Le but de ce travail est de proposer une nouvelle technique de gain d’amplitude se rapprochant des exercices dérivés de la méthode de KABAT grâce à l’utilisation du stimulus d’étirement (18).

Le problème majeur qui se pose au thérapeute lors du travail de la mobilité est la douleur. En orthopédie, à l’exclusion de toutes complications inflammatoires ou infectieuses, la douleur a pour origine un balayage articulaire lors du mouvement actif ou la position extrême (17). La théorie du gate-contrôle a permis de mettre au point des techniques de soins évitant ou inhibant les stimulations nociceptives (7). L’utilisation d’attelles motorisées permet un balayage passif et lent de l’articulation (1). La sensation douloureuse peut être inhibée par une autre information sensitive : stimulation trans-cutanée, contraction musculaire … (7,18).
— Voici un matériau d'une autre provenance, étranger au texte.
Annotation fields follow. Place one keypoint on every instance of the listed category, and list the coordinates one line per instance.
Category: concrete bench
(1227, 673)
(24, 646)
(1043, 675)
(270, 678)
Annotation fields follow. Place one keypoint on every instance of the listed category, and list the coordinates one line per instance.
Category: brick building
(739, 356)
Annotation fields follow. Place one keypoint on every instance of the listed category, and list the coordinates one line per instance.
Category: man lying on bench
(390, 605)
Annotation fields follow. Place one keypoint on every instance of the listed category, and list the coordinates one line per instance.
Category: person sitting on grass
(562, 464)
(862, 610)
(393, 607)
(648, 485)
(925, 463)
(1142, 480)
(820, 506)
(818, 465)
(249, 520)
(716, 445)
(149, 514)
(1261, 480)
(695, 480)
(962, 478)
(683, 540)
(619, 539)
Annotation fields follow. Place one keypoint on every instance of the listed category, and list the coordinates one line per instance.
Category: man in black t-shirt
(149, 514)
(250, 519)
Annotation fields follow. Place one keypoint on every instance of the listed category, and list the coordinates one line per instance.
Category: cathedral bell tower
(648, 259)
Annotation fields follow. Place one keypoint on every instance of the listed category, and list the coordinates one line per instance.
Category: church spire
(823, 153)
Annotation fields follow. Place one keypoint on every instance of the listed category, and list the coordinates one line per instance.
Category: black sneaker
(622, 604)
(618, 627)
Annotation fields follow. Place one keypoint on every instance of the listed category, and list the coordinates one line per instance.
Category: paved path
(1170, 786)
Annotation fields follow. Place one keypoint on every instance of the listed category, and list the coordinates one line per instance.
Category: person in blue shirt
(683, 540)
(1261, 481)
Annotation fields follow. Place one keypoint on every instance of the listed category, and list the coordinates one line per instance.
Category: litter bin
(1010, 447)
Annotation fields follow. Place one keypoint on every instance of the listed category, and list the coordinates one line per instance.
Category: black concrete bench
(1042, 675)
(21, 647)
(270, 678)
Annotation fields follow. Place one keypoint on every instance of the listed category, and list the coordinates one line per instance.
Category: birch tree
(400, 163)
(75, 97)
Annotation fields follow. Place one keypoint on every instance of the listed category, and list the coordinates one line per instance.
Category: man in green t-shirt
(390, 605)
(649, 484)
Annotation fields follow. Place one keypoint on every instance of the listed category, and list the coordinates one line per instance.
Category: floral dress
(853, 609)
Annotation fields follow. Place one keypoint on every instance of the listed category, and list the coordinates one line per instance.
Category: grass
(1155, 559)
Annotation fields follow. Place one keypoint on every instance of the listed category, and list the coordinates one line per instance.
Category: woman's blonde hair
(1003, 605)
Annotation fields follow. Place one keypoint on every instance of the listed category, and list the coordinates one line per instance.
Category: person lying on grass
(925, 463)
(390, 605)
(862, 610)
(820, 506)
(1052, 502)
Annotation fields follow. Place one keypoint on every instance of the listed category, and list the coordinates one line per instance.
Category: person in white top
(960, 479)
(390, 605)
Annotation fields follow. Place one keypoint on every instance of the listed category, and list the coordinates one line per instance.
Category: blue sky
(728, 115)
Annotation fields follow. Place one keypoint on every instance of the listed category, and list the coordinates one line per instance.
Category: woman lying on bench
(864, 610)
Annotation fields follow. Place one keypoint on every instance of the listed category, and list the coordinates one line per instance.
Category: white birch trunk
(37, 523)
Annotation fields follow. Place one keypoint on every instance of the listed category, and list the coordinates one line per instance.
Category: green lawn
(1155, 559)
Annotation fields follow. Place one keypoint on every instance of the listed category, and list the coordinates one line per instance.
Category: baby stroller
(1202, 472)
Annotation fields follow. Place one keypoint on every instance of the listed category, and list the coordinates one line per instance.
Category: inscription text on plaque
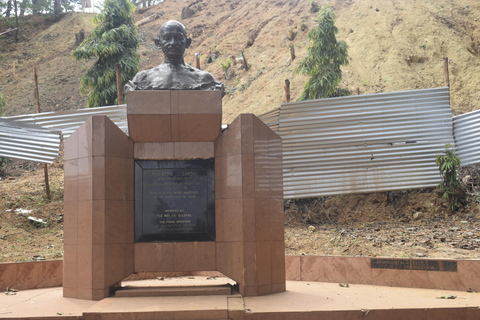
(174, 200)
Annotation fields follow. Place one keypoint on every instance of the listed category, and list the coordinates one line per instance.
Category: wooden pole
(37, 101)
(244, 62)
(445, 70)
(197, 59)
(118, 69)
(37, 96)
(287, 90)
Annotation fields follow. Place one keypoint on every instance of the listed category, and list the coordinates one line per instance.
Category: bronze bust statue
(173, 73)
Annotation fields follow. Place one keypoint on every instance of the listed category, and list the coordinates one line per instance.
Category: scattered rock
(417, 215)
(447, 296)
(37, 220)
(187, 13)
(23, 212)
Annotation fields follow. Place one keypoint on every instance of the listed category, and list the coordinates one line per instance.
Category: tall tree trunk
(57, 9)
(35, 7)
(16, 21)
(9, 8)
(23, 6)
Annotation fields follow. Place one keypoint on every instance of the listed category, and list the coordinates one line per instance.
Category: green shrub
(450, 185)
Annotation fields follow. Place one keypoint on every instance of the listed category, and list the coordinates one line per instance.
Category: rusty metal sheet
(366, 143)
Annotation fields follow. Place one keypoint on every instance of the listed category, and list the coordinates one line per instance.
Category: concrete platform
(303, 300)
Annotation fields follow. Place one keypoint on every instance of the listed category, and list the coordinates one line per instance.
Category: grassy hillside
(394, 46)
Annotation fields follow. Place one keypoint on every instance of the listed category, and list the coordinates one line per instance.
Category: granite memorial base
(175, 195)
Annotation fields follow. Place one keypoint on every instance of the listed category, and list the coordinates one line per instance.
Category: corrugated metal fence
(355, 144)
(36, 137)
(366, 143)
(28, 141)
(70, 120)
(466, 130)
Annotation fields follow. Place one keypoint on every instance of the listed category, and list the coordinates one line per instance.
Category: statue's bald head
(173, 24)
(173, 41)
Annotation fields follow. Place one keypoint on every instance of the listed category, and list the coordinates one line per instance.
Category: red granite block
(194, 256)
(199, 127)
(70, 222)
(230, 141)
(119, 179)
(8, 278)
(194, 150)
(154, 150)
(151, 257)
(199, 102)
(150, 128)
(148, 102)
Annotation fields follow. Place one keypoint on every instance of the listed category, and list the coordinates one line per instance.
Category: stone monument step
(222, 290)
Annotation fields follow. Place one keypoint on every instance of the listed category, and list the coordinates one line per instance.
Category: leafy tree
(325, 56)
(450, 185)
(113, 41)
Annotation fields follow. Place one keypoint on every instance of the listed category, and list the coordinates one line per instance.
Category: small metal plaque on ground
(414, 264)
(174, 200)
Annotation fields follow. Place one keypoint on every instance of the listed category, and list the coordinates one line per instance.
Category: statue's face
(173, 40)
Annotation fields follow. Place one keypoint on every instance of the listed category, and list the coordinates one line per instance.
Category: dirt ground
(393, 46)
(412, 223)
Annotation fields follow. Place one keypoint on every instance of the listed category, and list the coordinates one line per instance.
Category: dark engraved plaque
(414, 264)
(434, 265)
(403, 264)
(174, 200)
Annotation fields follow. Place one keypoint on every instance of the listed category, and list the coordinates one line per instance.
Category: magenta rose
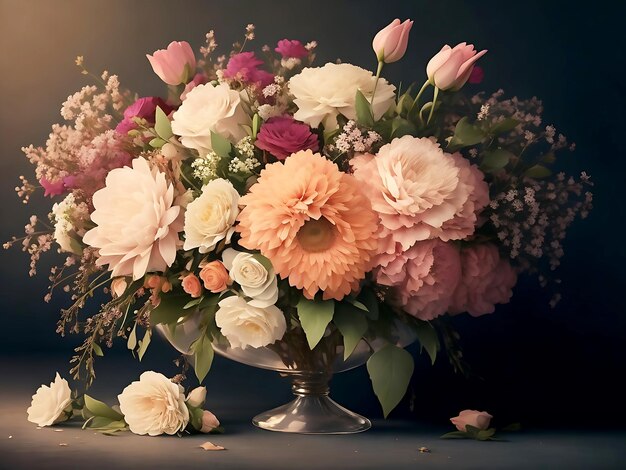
(291, 49)
(245, 68)
(282, 136)
(144, 108)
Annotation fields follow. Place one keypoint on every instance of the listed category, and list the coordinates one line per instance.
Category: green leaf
(390, 371)
(364, 114)
(97, 349)
(428, 338)
(315, 315)
(220, 145)
(352, 324)
(162, 125)
(202, 357)
(144, 343)
(537, 171)
(100, 409)
(495, 159)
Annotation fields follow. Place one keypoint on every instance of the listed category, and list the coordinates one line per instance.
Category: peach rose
(215, 277)
(477, 419)
(191, 285)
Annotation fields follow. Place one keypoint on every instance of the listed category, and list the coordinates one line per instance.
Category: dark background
(541, 366)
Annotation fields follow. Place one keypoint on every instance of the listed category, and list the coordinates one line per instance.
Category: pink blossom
(486, 280)
(423, 278)
(244, 67)
(288, 48)
(282, 136)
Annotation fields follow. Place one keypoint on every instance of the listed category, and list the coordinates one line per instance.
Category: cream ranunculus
(209, 109)
(247, 326)
(255, 280)
(210, 218)
(51, 404)
(154, 405)
(322, 93)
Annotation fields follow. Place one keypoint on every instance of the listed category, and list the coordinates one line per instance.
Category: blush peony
(322, 93)
(314, 224)
(137, 223)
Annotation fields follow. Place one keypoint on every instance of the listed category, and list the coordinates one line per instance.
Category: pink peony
(291, 48)
(486, 280)
(137, 223)
(244, 67)
(144, 108)
(282, 136)
(423, 277)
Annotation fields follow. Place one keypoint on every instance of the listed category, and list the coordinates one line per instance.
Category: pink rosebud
(282, 136)
(191, 285)
(52, 188)
(209, 422)
(450, 68)
(477, 419)
(391, 41)
(291, 49)
(477, 75)
(174, 65)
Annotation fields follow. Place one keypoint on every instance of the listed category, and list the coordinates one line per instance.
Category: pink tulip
(174, 65)
(391, 41)
(450, 68)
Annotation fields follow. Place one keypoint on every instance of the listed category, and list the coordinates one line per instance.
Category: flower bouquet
(305, 219)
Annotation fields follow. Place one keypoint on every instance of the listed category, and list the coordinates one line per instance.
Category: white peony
(209, 109)
(210, 218)
(244, 325)
(137, 221)
(51, 405)
(255, 280)
(154, 405)
(322, 93)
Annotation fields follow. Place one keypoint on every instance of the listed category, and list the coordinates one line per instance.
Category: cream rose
(247, 326)
(154, 405)
(322, 93)
(210, 218)
(209, 109)
(255, 280)
(51, 405)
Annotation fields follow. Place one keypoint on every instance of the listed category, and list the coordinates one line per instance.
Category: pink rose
(174, 65)
(144, 108)
(390, 43)
(282, 136)
(215, 277)
(450, 68)
(244, 67)
(191, 285)
(291, 48)
(477, 419)
(209, 422)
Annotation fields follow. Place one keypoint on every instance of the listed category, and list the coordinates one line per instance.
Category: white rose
(209, 109)
(245, 325)
(51, 405)
(255, 280)
(154, 405)
(322, 93)
(211, 216)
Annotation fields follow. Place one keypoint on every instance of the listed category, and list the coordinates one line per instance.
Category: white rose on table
(154, 405)
(247, 326)
(51, 405)
(209, 109)
(256, 280)
(210, 218)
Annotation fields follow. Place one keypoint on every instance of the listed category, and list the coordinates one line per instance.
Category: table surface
(389, 444)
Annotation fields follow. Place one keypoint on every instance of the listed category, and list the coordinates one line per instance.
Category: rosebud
(390, 42)
(450, 68)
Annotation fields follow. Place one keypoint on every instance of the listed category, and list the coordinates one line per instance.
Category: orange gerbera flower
(313, 222)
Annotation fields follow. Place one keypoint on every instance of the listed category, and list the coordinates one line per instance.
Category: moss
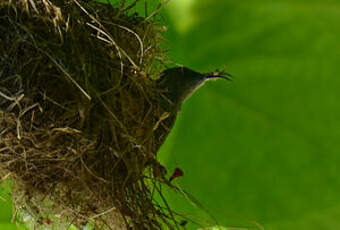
(78, 114)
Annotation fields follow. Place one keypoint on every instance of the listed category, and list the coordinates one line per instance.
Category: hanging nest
(79, 113)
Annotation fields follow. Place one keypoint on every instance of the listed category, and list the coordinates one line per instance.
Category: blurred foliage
(264, 149)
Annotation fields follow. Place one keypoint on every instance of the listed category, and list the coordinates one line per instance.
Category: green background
(263, 150)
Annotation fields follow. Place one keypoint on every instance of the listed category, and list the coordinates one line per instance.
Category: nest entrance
(78, 113)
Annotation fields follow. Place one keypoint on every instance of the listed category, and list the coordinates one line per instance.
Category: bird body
(178, 84)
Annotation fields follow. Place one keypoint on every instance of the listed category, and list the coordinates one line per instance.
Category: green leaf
(265, 149)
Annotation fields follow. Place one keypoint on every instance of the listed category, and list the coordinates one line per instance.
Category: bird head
(180, 83)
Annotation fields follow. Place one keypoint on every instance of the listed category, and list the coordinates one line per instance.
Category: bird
(178, 84)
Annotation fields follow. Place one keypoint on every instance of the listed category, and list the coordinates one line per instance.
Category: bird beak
(219, 74)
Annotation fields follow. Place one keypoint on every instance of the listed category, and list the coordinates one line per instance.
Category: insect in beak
(219, 74)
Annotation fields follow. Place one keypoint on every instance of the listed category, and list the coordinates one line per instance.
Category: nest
(79, 114)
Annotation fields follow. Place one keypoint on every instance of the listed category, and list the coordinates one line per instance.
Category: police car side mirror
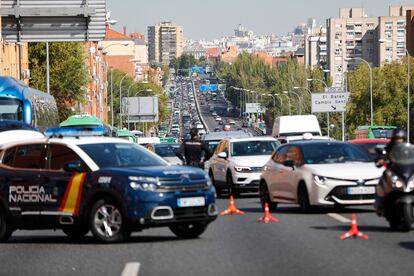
(222, 155)
(74, 166)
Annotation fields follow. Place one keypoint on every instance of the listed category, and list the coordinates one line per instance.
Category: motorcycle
(395, 191)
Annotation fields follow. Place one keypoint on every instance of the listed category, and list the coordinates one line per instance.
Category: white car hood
(347, 171)
(251, 161)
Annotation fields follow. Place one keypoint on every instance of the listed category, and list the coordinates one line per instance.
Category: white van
(293, 128)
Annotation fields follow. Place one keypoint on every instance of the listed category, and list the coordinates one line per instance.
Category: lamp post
(102, 49)
(144, 90)
(408, 86)
(370, 84)
(285, 93)
(120, 100)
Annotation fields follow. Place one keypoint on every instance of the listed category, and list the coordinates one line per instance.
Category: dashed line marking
(339, 218)
(131, 269)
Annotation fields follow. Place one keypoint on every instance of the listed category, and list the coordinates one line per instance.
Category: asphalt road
(233, 245)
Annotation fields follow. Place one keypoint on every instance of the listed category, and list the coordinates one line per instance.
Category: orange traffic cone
(232, 209)
(267, 217)
(353, 232)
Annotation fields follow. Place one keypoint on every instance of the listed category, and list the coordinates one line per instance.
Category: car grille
(340, 192)
(190, 213)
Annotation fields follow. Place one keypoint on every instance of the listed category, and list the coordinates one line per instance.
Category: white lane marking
(131, 269)
(339, 217)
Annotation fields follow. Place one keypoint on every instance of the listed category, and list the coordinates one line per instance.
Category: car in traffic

Disposant d’une machine isocinétique d’évaluation musculaire Biodex qui autorise entre autres :

– un balayage articulaire lent

– l’utilisation du stimulus d’étirement

– la contraction musculaire volontaire

Il nous a semblé intéressant d’utiliser le travail musculaire excentrique isocinétique comme moyen de gain d’amplitude.

I – Bases théoriques

Les machines isocinétiques permettent de travailler à vitesse constante. La résistance s’adapte à tout moment à la force que développe le sujet afin de faciliter le mouvement dans un secteur angulaire potentiellement conflictuel (9).

Le travail excentrique est prescrit avec beaucoup de prudence. Pourtant le réflexe d’étirement est utilisé au début de la rééducation afin de faciliter le réveil musculaire (8,10). Les réticences des thérapeutes proviennent des complications rapportées dans la littérature après un travail excentrique maximal (3,6, 12). Le DOMS (Delayed Onset Muscular Soreness) apparait dans les 8 heures qui suivent le travail et peut persister jusqu’au 21ème jour (3, 12). Ce syndrome musculaire douloureux fait suite à un travail excentrique maximal réalisé à vitesse rapide. Il se traduit par une désorganisation des myofilaments, des microtraumatismes du tissu conjonctif et une libération d’hydroxyproline. Les lésions siègent essentiellement au niveau de la jonction musculo-tendineuse. Ce phénomène est réversible et s’accompagne d’une diminution importante de la force musculaire alors que le travail excentrique est considéré comme le mode de travail permettant le meilleur gain de force (3, 19).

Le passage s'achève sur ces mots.